A educação tecnológica básica tem o sentido de preparar os alunos para viver e conviver em um mundo no qual a tecnologia está cada vez mais presente, no qual a tarja magnética, o celular, o código de barras e outros tantos recursos digitais se incorporam velozmente à vida das pessoas, qualquer que seja sua condição socioeconômica (SÃO PAULO, 2010, p.22; grifos nossos)

É nessa perspectiva que se encaixa o currículo por competências, por meio do saberes que legitimam as “formas de produção do capitalismo avançado” (CIAMPI, 2010, p.10), desenvolvendo competências e habilidades que insiram o jovem no mercado de trabalho e, também, estimule a usufruir do consumo particular das tecnologias. Ciampi apresenta os princípios educacionais dos paradigmas americanos, no currículo por competências, que

85 viabilizam a construção de uma cultura do trabalho, facilitando “padrões de comportamentos úteis à participação do sujeito no mercado produtivo e, consequentemente, de consumo” (CIAMPI, 2010, p.12).

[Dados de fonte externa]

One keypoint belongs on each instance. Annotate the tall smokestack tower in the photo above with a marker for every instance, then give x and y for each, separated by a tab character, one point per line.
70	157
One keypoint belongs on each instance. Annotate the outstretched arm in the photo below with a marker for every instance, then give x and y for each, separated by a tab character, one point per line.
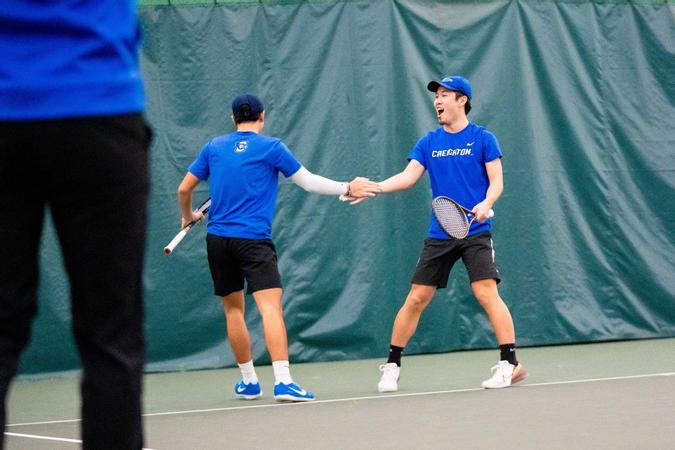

O exercício da cidadania, no texto do currículo paulista, fica praticamente restrito à capacidade de escolha do sujeito de consumir:

No entanto, para sermos cidadãos plenos, devemos adquirir discernimentos e conhecimentos pertinentes para tomar decisões em diversos momentos, como em relação à escolha de alimentos, ao uso da eletricidade, à seleção dos programas de TV ou à escolha do candidato a um cargo político (SÃO PAULO, 2010, p.21).

Não é possível identificar no texto o papel da ciência na educação do jovem. O conhecimento científico ganha importância na formação do sujeito em diferentes aspectos da formação escolar, como por exemplo, no entendimento sobre o processo histórico de desenvolvimento da ciência, sua relação com a tecnologia e as transformações dos modos produtivos de trabalho. Bem como a ciência, enquanto conhecimento que busca explicar os fenômenos naturais e sociais, constituído a partir de conceitos e métodos, que poderão ser questionados e superados pela construção de um novo conhecimento (RAMOS, 2004).

Frigotto contribui para pensar o significado educacional da ciência para a formação do ensino médio:

No plano curricular, se concebemos que o ensino médio articula ciências, cultura e trabalho e se seu caráter é de formação básica, e que, portanto, cabe a ele desenvolver os conceitos básicos das diferentes ciências mediante um modo ou método crítico de pensar a realidade, não há como negar um processo de especificidade dos campos científicos e do sentido acumulativo (não linear, mas dialético) destes. O risco aqui é tanto da cristalização prescrita quanto da pulverização ou da diluição do conhecimento. A fragmentação estanque dos campos disciplinares não é da natureza da realidade histórica, mas da forma de apreendê-la. Partir dos sujeitos concretos e de suas diversidades cultural não implica negar a especificidade dos campos científicos, nem reduzir o conhecimento à experiência do senso comum e a um permanente presentismo” (FRIGOTTO, 2004, p.62).

Em suma, o currículo SPFE ao tratar o “mundo do trabalho”, assumiu uma postura quase “mistificadora” em relação à formação por competência. Contudo, observa-se que a formação proposta está mais próxima a uma instrumentalização para as forças produtivas, demostrando o quanto a “produção e a reprodução social” do conhecimento escolar são prioridades políticas e econômicas, distante de uma política social e democrática para os jovens da escola pública paulista, que leve ao “exercício do pensamento e da expressão” (CHERVEL, 1999), ao entendimento do mundo em que vive.